De manière plus générale, c’est le jeu du format de cette collection Discogonie mais n’aurait-tu pas souhaité pouvoir t’étendre plus longuement sur la brève carrière de Television ? Je veux dire que Television a sorti peu de disques tout en étant devenu culte, il aurait donc été intéressant de parler du second album raté alors que les mêmes morceaux live de la tournée de 1978 sont très bon et bien sûr de ce dernier album lors de la reformation en 1992 sans compter des inédits comme le très beau Persia.

 Comme tu le dis, les règles du jeu imposaient le périmètre et c'était accepté. Contrairement à toi, je ne pense pas qu'Adventure soit raté, au contraire. D'ailleurs certains titres de ce deuxième album existaient à l'époque de Marquee Moon et auraient pu avoir leur place sur ce premier disque. On sait que des arbitrages ont du être fait par Verlaine à l'époque. Ce que j'appelle “ la brève histoire de Television ” telle que je la raconte dans le livre est avant tout une manière d'amener le lecteur à comprendre le contexte dans lequel Marquee Moon est né, comment Verlaine et Hell sont arrivés à New York et par quelles rencontres et coups de pouce du destin l'album a pris forme. Aller au-delà aurait au mieux créé un anachronisme par rapport au sujet initial, au pire une frustration que je ne puisse pas parler des autres disques avec autant de détails, à moins de faire un livre pour chacun d'entre eux. Comme je l'ai dit, j'aime beaucoup Adventure même si la symbolique que portent ses titres est bien moins puissante que celle présente dans Marquee Moon. Quant au disque de la reformation de 1992, Television, il est surtout intéressant pour juger de l'évolution musicale de Verlaine qui entre-temps a sorti des albums solos.


Aimerais-tu d’ailleurs consacrer un livre entier à Television ?

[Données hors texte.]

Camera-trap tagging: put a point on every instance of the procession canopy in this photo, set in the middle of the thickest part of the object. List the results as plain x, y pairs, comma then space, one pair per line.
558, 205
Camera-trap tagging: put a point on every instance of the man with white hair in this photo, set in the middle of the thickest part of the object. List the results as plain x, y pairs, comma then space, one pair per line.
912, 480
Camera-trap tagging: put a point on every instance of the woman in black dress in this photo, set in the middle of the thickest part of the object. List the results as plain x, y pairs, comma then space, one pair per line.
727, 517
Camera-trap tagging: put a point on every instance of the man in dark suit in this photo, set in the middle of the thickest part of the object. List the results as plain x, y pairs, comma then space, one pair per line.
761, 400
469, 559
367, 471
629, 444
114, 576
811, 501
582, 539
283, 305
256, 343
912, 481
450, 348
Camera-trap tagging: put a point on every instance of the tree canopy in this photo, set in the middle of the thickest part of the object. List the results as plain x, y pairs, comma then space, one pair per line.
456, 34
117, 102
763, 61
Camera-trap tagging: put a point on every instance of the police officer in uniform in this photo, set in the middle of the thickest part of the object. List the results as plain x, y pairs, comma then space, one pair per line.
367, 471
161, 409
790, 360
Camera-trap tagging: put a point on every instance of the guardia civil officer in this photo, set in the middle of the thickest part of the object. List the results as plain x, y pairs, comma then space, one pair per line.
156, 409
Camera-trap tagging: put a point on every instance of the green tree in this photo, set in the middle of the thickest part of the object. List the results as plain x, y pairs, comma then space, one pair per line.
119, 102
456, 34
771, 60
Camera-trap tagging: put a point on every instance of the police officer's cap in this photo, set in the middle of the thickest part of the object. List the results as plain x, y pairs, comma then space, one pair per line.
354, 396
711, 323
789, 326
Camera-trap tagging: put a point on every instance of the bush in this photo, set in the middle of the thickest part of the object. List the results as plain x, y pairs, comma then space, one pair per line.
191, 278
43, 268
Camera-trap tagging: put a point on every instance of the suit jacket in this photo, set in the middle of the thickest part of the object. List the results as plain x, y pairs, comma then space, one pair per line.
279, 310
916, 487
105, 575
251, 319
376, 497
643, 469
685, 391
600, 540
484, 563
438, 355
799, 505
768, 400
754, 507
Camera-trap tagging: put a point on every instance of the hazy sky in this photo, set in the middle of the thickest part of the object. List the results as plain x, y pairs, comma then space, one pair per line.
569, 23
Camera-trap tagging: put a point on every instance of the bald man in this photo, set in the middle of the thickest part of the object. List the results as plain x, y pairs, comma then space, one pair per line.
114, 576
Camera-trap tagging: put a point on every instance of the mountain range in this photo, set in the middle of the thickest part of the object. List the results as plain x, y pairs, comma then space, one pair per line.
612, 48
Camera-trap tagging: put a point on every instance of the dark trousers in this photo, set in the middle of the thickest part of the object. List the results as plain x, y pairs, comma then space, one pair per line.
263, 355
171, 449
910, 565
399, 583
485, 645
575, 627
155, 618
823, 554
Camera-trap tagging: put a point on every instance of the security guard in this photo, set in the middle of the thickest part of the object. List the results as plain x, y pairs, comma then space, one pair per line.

Je pense, et ça n'engage que moi, que la période la plus intéressante d'un point de vue musical, sociétal et quelque part philosophique est celle qui court jusqu'au début des années 80, donc Marquee Moon, Adventure et bien sûr les lives qui ont suivi, notamment le superbe Blow Up sorti en 1982 mais avec les bandes d'un concert de 1978, et qui contient tous les titres importants de Marquee Moon et d'Adventure ainsi que des reprises très intéressantes de Knockin' on Heaven's Door, Satisfaction et Fire Engine des 13th Floor Elevators (renommé Blow Up). On y retrouve également un titre très “verlainien” : Little Johnny Jewel qui apparaît sur la réédition en CD de l'album en 2003, ce qui m'a permis de l'inclure dans le livre en « extra ». Quant à la tentation d'un livre sur Television ? Je pense que je n'aurais pas assez du reste de ma vie pour faire ce travail, même s'il est commencé avec ce volume sur Marquee Moon. Television s'inscrit au carrefour de plusieurs disciplines artistiques dans un contexte de bouillon culturel intense. Retisser les liens qu'entretenaient Verlaine, Hell, Lloyd, Ficca et Smith avec poètes, musiciens et peintres serait aussi important que d'essayer de déchiffrer les messages codés que Verlaine a disséminé dans les chansons. Peut-être dans une autre vie...


Pour finir, as-tu un autre livre en cours ou en prévision de sortie ?

J'ai un deuxième livre en cours sur le collectif anglais Archive (après Archive – Livret de Famille » sorti en 2022 chez Camion Blanc). Une fois terminé, après sans doute une pause, j'aimerais recommencer l'exercice qui consiste à m'intéresser exclusivement à un album. Petit indice, le disque qui m'intéresserait pour cela est sorti deux ans après Marquee Moon.